Jones Disappointed; Blue Shield Offers Private Review of Filing

“Blue Shield’s rate hike of up to 59% hits its approximately 200,000 policyholders very hard. It comes at a time when many Californians continue to struggle. These health insurance rate hikes are not sustainable,” said Insurance Commissioner Dave Jones in a statement issued today.  

“I am disappointed that Blue Shield has not agreed to my reasonable request that they delay the implementation of their March 1, 2011 rate increase. I made that request in light of the fact that I had been sworn in only for 72 hours and wanted to make sure that I have the time needed to review their rate filing for compliance with a new state law (SB 1163) that went into effect January 1, 2011. SB 1163 requires the Insurance Commissioner to review the reasonableness of health insurance rate increases. It does not give the Insurance Commissioner the authority to reject unreasonable rate increases. Despite Blue Shield’s unwillingness to delay their rate increase, the Department of Insurance will conduct a full and complete review of their rate filing," said Jones.

However, Blue Shield of California announced today that it will voluntarily subject its rates to an independent actuarial review and make refunds to policyholders if the actuary finds that the rates are unsound.  David Axene, the respected actuary who discovered errors in other California rate filings last year, will conduct the independent review of the not-for-profit health plan's rates.

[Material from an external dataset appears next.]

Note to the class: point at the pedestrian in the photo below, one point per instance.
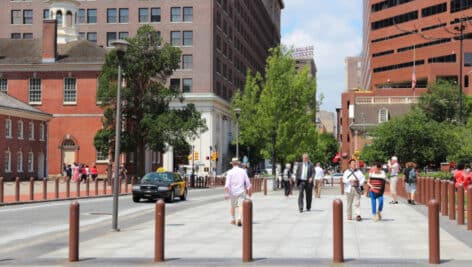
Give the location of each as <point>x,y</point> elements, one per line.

Approximately 194,000 Blue Shield of California Life and Health Insurance Company members recently received notices of rate increases that averaged 15% annually.  Due to a variety of factors, some members received increases much higher than the average.  

"We regret that our members have received significant rate increases in recent months and want to be absolutely certain that the rates reflect our actual cost of providing medical care," said Blue Shield Chairman and CEO Bruce Bodaken.  "To establish trust and confidence in our rate-setting process, we have taken the unprecedented step of agreeing to be bound by the conclusions of an independent third party.  If this independent review finds that the rates are not sound, we will hold our members harmless by refunding the difference with interest."

Blue Shield said Axene will be free to confer with the Department of Insurance on his review that should  be completed in 30-45 days. According to Blue Shield, Axene evaluate the rate filing to determine if its calculations are accurate and its assumptions are sound as well as conforming to recently proposed federal rate review regulations. The report will be made available to the public on completion.   

Blue Shield said that despite recent increases, they expects to lose $10-20 million on its individual health plan business in 2010 and another $20-30 million in 2011. Blue Shield's total costs for hospitals, physicians and prescription drugs have risen by an average of 15% annually for each of the past three years. 

Jones said the Blue Shield rate increase underscores the need for the Legislature to give him the authority to reject excessive premium increases.  

“I have been fighting to get that authority,” said Jones. “As a State Assembly member I authored bills to give the Insurance Commissioner the authority to reject excessive premium increases. I look forward to working with Assembly member Mike Feuer who has re-introduced this legislation.”